Acccount_num start_dt end_dt
A111326 02/01/2016 02/11/2016
A111326 02/12/2016 03/05/2016
A111326 03/02/2016 03/16/2016
A111331 02/28/2016 02/29/2016
A111331 02/29/2016 03/29/2016
A999999 08/25/2015 08/25/2015
A999999 12/19/2015 12/22/2015
A222222 11/06/2015 11/10/2015
A222222 05/16/2016 05/17/2016
Both A111326 and A111331 should be identified as contiguous data and A999999 and
A222222 should be identified as discontinuous data.In my code I currently use the following query to identify discontinuous data.
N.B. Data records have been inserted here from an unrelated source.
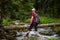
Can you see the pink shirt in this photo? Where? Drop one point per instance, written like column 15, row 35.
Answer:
column 34, row 19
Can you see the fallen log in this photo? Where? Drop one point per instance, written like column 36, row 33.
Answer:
column 27, row 26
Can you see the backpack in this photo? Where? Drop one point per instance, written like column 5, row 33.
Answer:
column 37, row 18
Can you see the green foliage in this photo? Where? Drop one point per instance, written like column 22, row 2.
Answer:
column 52, row 38
column 5, row 22
column 57, row 30
column 49, row 20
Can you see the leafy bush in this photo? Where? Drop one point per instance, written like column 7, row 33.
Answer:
column 57, row 30
column 52, row 38
column 5, row 22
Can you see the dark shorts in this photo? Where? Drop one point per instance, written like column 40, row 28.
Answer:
column 33, row 24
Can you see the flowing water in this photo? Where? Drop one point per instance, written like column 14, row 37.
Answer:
column 42, row 34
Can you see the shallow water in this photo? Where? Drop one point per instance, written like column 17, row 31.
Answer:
column 41, row 36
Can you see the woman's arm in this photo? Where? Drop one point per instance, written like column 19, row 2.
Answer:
column 31, row 19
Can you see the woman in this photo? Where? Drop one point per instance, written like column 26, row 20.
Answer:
column 33, row 22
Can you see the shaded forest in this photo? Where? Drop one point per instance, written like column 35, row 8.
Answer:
column 21, row 9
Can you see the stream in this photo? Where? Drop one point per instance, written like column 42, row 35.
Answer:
column 44, row 34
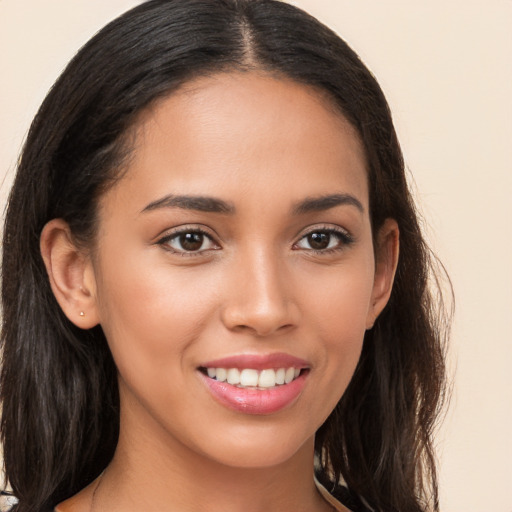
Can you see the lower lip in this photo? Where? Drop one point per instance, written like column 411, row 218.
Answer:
column 255, row 401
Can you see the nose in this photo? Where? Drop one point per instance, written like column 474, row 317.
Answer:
column 259, row 297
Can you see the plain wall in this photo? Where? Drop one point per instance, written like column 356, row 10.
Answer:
column 445, row 66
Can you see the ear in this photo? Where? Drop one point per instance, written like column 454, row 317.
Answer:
column 386, row 260
column 71, row 274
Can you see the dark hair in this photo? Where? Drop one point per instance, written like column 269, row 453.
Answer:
column 59, row 390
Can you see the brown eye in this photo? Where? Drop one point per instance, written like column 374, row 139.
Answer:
column 324, row 240
column 319, row 241
column 189, row 242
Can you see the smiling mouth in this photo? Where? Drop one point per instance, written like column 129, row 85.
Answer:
column 248, row 378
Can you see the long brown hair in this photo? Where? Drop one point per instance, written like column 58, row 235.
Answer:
column 58, row 383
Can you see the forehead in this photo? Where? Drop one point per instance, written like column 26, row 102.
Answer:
column 243, row 132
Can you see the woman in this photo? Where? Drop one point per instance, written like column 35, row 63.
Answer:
column 213, row 275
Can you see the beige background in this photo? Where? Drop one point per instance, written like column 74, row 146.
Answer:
column 445, row 66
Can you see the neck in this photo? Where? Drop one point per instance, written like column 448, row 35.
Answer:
column 155, row 473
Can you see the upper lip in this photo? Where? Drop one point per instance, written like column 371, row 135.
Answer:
column 257, row 361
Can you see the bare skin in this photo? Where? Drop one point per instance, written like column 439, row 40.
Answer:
column 255, row 281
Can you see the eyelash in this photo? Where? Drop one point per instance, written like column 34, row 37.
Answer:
column 344, row 239
column 165, row 241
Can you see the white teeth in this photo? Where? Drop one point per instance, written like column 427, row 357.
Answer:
column 289, row 375
column 221, row 374
column 250, row 378
column 280, row 374
column 267, row 379
column 233, row 376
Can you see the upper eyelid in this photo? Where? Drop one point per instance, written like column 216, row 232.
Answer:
column 323, row 227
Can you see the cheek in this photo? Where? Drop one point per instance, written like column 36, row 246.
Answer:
column 151, row 314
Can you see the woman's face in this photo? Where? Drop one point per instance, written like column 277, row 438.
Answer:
column 235, row 254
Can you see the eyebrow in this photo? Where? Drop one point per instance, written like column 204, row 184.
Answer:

The A111326 is also erroneously identified as discontinuous data. Please help to modify the below code so that A111326 is not identified as discontinuous data.Thanks in advance for your help.
(SELECT account_num
FROM (SELECT account_num,
(MAX (
END_DT)
OVER (PARTITION BY account_num
ORDER BY START_DT))
START_DT,
(LEAD (
START_DT)
OVER (PARTITION BY account_num
ORDER BY START_DT))
END_DT
FROM x
WHERE (START_DT + 1) <=
(END_DT - 1))
WHERE START_DT < END_DT);
Oracle Setup:
CREATE TABLE accounts ( Account_num, start_dt, end_dt ) AS
SELECT 'A', DATE '2016-02-01', DATE '2016-02-11' FROM DUAL UNION ALL
SELECT 'A', DATE '2016-02-12', DATE '2016-03-05' FROM DUAL UNION ALL
SELECT 'A', DATE '2016-03-02', DATE '2016-03-16' FROM DUAL UNION ALL
SELECT 'B', DATE '2016-02-28', DATE '2016-02-29' FROM DUAL UNION ALL
SELECT 'B', DATE '2016-02-29', DATE '2016-03-29' FROM DUAL UNION ALL
SELECT 'C', DATE '2015-08-25', DATE '2015-08-25' FROM DUAL UNION ALL
SELECT 'C', DATE '2015-12-19', DATE '2015-12-22' FROM DUAL UNION ALL
SELECT 'D', DATE '2015-11-06', DATE '2015-11-10' FROM DUAL UNION ALL
SELECT 'D', DATE '2016-05-16', DATE '2016-05-17' FROM DUAL UNION ALL
SELECT 'E', DATE '2016-01-01', DATE '2016-01-02' FROM DUAL UNION ALL
SELECT 'E', DATE '2016-01-05', DATE '2016-01-06' FROM DUAL UNION ALL
SELECT 'E', DATE '2016-01-03', DATE '2016-01-07' FROM DUAL;
Query:
WITH times ( account_num, dt, lvl ) AS (
SELECT Account_num, start_dt - 1, 1 FROM accounts
UNION ALL
SELECT Account_num, end_dt, -1 FROM accounts
)
, totals ( account_num, dt, total ) AS (
SELECT account_num,
dt,
SUM( lvl ) OVER ( PARTITION BY Account_num ORDER BY dt, lvl DESC )
FROM times
)
SELECT Account_num,
CASE WHEN COUNT( CASE total WHEN 0 THEN 1 END ) > 1
THEN 'N'
ELSE 'Y'
END AS is_contiguous
FROM totals
GROUP BY Account_Num
ORDER BY Account_Num;
Output:
ACCOUNT_NUM IS_CONTIGUOUS
----------- -------------
A Y
B Y
C N
D N
E Y
Alternative Query:
(It's exactly the same method just using UNPIVOT rather than UNION ALL.)
SELECT Account_num,
CASE WHEN COUNT( CASE total WHEN 0 THEN 1 END ) > 1
THEN 'N'
ELSE 'Y'
END AS is_contiguous
FROM (
SELECT Account_num,
SUM( lvl ) OVER ( PARTITION BY Account_Num
ORDER BY CASE lvl WHEN 1 THEN dt - 1 ELSE dt END,
lvl DESC
) AS total
FROM accounts
UNPIVOT ( dt FOR lvl IN ( start_dt AS 1, end_dt AS -1 ) )
)
GROUP BY Account_Num
ORDER BY Account_Num;
WITH cte AS (
SELECT
AccountNumber
,CASE
WHEN
LAG(End_Dt) OVER (PARTITION BY AccountNumber ORDER BY End_Dt) IS NULL THEN 0
WHEN
LAG(End_Dt) OVER (PARTITION BY AccountNumber ORDER BY End_Dt) >= Start_Dt - 1 THEN 0
ELSE 1
END as discontiguous
FROM
#Table
)
SELECT
AccountNumber
,CASE WHEN SUM(discontiguous) > 0 THEN 'discontiguous' ELSE 'contiguous' END
FROM
cte
GROUP BY
AccountNumber;
One of your problems is that your contiguous desired result also includes overlapping date ranges in your example data set. Example A111326 Starts on 3/2/2016 but ends the row before on 3/5/2015 meaning it overlaps by 3 days.